回り道は無駄ではなかった。米ツアーで翌5月の初優勝から3連勝を飾り、全英も制した。9月12日時点の世界ランキングは2位。頂点はすぐ手に届くところにある。
サクセスストーリーの原点は一家の挫折だ。父のソンブーン(64)が営んでいたデザイン会社が1997年のアジア通貨危機で倒産。家族を養うためバンコク近郊にゴルフショップを開いた。
仕事の邪魔にならぬよう5歳のアリヤに遊び道具としてゴルフクラブを与えた。ボールを打たせると誰より遠くへ飛ぶ。父は家や車を売って2千万バーツ(約6千万円)をつくり、練習費に充てた。「俺は全財産を懸けた。未来はおまえの手にある」。そう言い聞かせた。
ゴルフ場ではレストランでくつろぐ他のプレーヤーから離れ、従業員用食堂で節約した。友達と遊んだ記憶はない。アリヤは「つらくはない。世界のトップ選手になる夢があったから」と話す。
2007年、タイで開催された米女子プロゴルフ協会(LPGA)ツアー大会に史上最年少の11歳で出場し、注目を浴びた。17歳でプロに転向し、ケガを克服してトップ選手に仲間入りした。
アリヤを先頭に女子ゴルフ界は今やアジア人が席巻。世界ランク100位以内に58人が入る。その数は男子の6倍だ。男子とは違って欧米人との体格差が小さく、活躍しやすい素地がある。

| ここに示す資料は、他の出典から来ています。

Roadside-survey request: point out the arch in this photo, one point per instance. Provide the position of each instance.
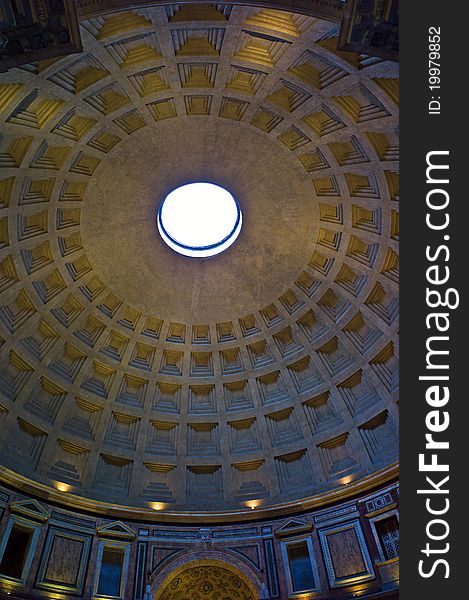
(209, 568)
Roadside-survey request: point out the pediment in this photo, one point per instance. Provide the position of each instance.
(117, 529)
(292, 527)
(30, 509)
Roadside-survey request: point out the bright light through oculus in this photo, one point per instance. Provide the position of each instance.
(199, 219)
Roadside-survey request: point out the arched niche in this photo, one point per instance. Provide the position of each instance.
(206, 572)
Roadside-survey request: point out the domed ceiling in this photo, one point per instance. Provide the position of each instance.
(133, 375)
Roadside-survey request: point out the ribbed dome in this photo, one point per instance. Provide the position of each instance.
(136, 375)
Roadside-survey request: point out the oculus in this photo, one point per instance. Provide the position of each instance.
(199, 219)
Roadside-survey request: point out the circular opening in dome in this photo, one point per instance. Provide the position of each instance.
(199, 219)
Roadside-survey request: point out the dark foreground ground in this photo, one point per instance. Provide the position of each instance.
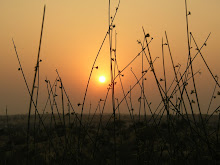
(101, 140)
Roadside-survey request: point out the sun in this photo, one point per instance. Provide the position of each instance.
(102, 79)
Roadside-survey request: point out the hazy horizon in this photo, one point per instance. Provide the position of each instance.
(73, 33)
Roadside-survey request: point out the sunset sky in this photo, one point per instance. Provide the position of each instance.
(73, 33)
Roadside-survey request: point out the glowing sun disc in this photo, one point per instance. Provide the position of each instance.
(102, 79)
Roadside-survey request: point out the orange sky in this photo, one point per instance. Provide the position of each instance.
(73, 32)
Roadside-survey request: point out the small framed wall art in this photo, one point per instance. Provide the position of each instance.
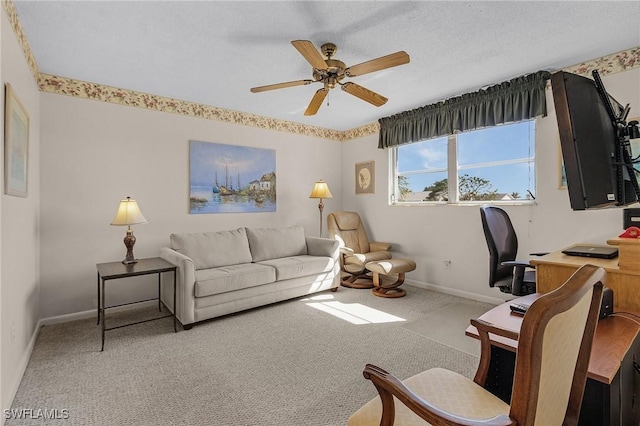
(366, 178)
(16, 145)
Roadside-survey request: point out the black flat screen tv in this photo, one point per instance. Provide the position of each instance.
(589, 139)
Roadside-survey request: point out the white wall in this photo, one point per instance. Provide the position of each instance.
(94, 154)
(432, 234)
(19, 223)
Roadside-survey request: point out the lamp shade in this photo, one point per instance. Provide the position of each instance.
(320, 190)
(128, 213)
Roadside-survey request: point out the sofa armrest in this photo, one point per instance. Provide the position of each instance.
(378, 246)
(185, 287)
(322, 247)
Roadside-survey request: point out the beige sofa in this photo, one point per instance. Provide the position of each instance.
(229, 271)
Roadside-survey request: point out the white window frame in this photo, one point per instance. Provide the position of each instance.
(453, 170)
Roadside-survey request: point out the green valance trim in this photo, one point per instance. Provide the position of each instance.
(521, 98)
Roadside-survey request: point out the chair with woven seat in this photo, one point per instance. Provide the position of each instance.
(552, 360)
(355, 248)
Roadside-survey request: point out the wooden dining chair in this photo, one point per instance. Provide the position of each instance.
(552, 360)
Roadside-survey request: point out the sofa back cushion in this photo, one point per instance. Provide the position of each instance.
(213, 249)
(274, 243)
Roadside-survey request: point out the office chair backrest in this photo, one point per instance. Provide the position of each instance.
(554, 347)
(347, 228)
(502, 242)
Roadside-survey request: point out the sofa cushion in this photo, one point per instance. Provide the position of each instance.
(213, 249)
(299, 266)
(234, 277)
(274, 243)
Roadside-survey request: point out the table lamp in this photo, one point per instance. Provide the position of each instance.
(320, 190)
(128, 214)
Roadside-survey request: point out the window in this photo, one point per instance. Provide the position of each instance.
(495, 164)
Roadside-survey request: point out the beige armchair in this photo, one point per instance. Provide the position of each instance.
(355, 248)
(554, 345)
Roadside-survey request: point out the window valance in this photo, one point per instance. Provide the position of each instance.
(518, 99)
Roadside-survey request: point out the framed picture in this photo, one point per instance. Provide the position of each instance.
(16, 145)
(366, 178)
(231, 179)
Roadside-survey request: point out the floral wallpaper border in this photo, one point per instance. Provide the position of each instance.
(616, 62)
(12, 14)
(83, 89)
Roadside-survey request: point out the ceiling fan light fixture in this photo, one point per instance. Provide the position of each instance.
(331, 72)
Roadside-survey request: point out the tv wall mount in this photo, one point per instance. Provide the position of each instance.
(624, 161)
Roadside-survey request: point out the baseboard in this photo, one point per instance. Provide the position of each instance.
(454, 292)
(93, 313)
(22, 367)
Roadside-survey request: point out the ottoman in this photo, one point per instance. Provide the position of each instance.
(389, 267)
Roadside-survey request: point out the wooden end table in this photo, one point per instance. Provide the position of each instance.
(115, 270)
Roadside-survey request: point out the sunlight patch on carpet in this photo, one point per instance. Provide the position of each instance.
(355, 313)
(447, 326)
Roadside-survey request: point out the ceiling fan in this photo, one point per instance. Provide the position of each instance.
(330, 72)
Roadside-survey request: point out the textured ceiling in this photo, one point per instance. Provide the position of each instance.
(213, 52)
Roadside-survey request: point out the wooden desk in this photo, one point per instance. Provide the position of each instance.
(612, 381)
(553, 269)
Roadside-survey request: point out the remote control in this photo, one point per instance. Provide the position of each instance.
(519, 308)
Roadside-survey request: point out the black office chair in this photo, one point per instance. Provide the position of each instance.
(505, 272)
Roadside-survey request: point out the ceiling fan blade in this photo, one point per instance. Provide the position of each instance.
(316, 101)
(393, 60)
(281, 85)
(365, 94)
(310, 53)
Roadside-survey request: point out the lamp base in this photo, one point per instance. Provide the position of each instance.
(129, 241)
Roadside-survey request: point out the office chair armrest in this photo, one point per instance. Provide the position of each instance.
(389, 386)
(517, 264)
(486, 327)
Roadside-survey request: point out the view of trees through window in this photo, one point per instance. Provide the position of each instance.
(493, 164)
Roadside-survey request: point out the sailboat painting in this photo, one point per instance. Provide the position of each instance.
(231, 178)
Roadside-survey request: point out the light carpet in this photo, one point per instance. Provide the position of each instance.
(448, 324)
(293, 363)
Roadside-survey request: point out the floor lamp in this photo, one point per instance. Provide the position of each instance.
(320, 190)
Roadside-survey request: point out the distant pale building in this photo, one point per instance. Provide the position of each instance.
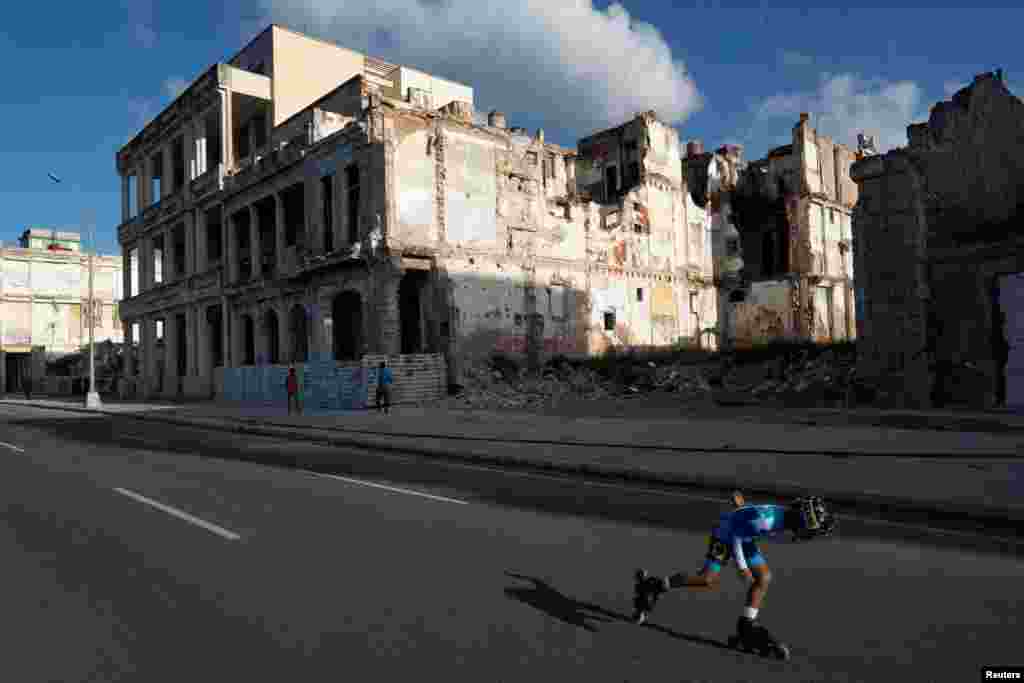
(44, 296)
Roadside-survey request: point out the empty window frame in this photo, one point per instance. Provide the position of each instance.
(158, 260)
(214, 242)
(156, 177)
(132, 271)
(327, 198)
(610, 181)
(352, 202)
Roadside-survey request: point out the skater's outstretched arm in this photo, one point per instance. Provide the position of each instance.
(737, 552)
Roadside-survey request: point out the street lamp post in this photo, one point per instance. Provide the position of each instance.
(92, 396)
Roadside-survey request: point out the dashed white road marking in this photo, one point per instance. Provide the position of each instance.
(687, 495)
(174, 512)
(391, 488)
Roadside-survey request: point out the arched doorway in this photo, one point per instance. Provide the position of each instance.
(271, 328)
(346, 311)
(248, 341)
(300, 337)
(411, 310)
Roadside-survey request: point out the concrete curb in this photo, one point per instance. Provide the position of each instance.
(885, 506)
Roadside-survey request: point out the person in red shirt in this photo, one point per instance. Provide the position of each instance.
(293, 390)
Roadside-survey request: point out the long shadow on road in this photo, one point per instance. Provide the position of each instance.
(541, 595)
(556, 495)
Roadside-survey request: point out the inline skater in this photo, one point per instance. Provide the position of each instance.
(734, 537)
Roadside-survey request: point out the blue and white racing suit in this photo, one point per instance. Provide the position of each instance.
(735, 535)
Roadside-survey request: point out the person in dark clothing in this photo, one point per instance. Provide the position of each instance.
(293, 390)
(384, 381)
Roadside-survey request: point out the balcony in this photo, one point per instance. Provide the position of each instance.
(207, 183)
(265, 162)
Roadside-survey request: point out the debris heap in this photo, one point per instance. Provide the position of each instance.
(802, 377)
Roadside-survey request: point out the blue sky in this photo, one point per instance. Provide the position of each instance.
(83, 78)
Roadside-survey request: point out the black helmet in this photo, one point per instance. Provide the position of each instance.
(813, 517)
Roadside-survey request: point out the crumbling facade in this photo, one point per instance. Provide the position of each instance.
(793, 213)
(384, 217)
(44, 302)
(938, 237)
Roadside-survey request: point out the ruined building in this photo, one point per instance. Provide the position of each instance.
(938, 233)
(303, 198)
(44, 302)
(784, 221)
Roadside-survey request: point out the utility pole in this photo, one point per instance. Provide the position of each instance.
(92, 396)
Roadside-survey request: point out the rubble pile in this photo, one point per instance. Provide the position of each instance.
(829, 375)
(500, 383)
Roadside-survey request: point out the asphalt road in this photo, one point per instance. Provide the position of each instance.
(131, 554)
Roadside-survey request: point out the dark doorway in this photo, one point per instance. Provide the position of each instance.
(266, 212)
(346, 311)
(271, 328)
(215, 321)
(181, 344)
(249, 341)
(411, 310)
(300, 339)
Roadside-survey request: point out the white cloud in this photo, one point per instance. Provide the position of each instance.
(140, 112)
(794, 58)
(174, 86)
(949, 88)
(577, 67)
(846, 104)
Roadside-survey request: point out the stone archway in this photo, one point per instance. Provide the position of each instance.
(271, 328)
(299, 333)
(346, 312)
(411, 290)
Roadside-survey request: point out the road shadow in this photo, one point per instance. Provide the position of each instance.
(541, 595)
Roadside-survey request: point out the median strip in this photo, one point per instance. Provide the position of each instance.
(180, 514)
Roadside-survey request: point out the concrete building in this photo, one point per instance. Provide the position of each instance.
(793, 212)
(372, 212)
(44, 296)
(938, 249)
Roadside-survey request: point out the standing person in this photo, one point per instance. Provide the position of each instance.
(292, 384)
(734, 538)
(384, 381)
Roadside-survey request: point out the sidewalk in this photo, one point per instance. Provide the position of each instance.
(974, 475)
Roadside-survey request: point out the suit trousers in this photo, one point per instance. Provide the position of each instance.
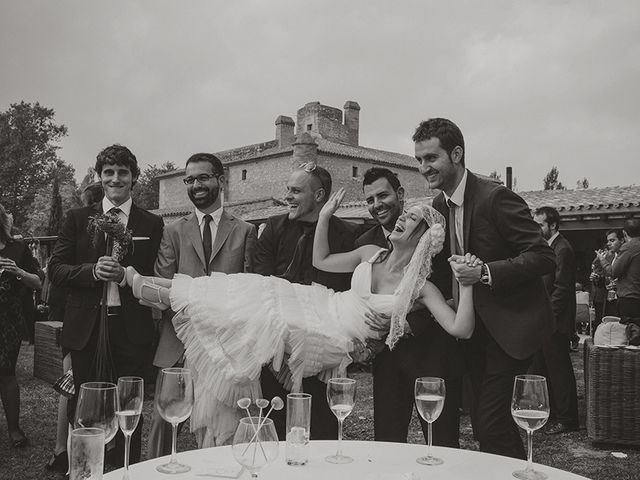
(394, 377)
(553, 361)
(492, 376)
(324, 425)
(129, 359)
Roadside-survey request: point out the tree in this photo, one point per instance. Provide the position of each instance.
(28, 151)
(551, 180)
(146, 193)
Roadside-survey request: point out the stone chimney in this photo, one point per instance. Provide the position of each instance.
(285, 135)
(305, 149)
(352, 121)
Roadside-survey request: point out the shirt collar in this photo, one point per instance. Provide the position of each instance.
(215, 216)
(458, 195)
(125, 207)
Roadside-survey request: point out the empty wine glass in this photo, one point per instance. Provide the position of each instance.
(130, 399)
(255, 445)
(97, 408)
(429, 394)
(530, 410)
(341, 395)
(174, 401)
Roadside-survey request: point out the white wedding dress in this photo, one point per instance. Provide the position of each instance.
(232, 325)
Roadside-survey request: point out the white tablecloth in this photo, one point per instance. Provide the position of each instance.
(372, 461)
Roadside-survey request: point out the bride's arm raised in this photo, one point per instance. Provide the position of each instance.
(323, 259)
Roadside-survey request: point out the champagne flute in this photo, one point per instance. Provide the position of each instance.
(255, 450)
(97, 408)
(341, 395)
(429, 394)
(174, 401)
(530, 410)
(130, 399)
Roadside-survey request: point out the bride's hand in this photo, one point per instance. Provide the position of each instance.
(332, 204)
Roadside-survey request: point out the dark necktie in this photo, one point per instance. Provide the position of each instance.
(206, 240)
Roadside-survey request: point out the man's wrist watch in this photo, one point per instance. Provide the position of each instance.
(484, 274)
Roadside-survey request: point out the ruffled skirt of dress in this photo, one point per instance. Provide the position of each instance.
(232, 325)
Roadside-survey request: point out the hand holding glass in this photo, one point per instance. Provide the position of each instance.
(530, 410)
(341, 396)
(430, 393)
(130, 399)
(174, 401)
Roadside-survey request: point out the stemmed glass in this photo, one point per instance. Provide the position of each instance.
(341, 395)
(130, 399)
(429, 394)
(174, 401)
(255, 444)
(530, 410)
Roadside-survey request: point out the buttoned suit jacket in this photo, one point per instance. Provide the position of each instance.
(181, 251)
(561, 286)
(499, 229)
(71, 266)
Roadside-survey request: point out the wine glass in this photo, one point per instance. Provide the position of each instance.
(97, 408)
(530, 410)
(255, 444)
(174, 401)
(341, 395)
(130, 399)
(429, 395)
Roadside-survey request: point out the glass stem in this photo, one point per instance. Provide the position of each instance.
(529, 450)
(339, 452)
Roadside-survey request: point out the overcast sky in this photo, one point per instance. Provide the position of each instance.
(531, 84)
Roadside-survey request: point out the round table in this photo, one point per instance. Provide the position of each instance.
(372, 461)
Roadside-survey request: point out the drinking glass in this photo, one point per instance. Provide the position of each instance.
(130, 399)
(530, 410)
(429, 394)
(341, 395)
(255, 444)
(87, 454)
(174, 401)
(97, 408)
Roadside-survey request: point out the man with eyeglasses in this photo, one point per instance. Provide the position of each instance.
(285, 249)
(208, 240)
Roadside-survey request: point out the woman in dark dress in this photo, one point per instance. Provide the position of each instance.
(18, 270)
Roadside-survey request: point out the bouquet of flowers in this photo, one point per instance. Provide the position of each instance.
(118, 238)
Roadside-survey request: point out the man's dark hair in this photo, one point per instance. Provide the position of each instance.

うち40人を占める韓国勢の躍進は、98年に全米オープンを制した朴セリ(38)の登場がきっかけだった。前年のアジア通貨危機でどん底を経験した韓国。政府は朴セリがはだしで池に入り、水底のボールを打つ場面を使って「第二の建国」を訴えた。彼女に憧れてゴルフを始めた「セリ・キッズ」が今の世界ランク上位に顔を並べる。
タイもアリヤを国威発揚に使う。テレビはその成功物語を連日放映。プラユット首相は「国民はアリヤの姿勢を見習え」と鼓舞する。スポンサー契約した素材大手サイアム・セメント・グループの事業ブランド経営室長ウィーナット・アサワスィティタウォン(53)は「世界でブランドイメージを向上したい」。子供向けゴルフ教室には加入希望者が殺到している。
06年、14年と軍事クーデターが続き、国全体を閉塞感が覆うタイ。海外で成功したヒロインに熱狂し、夢を投影する姿は、苦境をバネに世界へ打って出て国力を再興したかつての韓国に重なる。それは成長減速に直面する今後のアジアが目指すべき道を示唆している。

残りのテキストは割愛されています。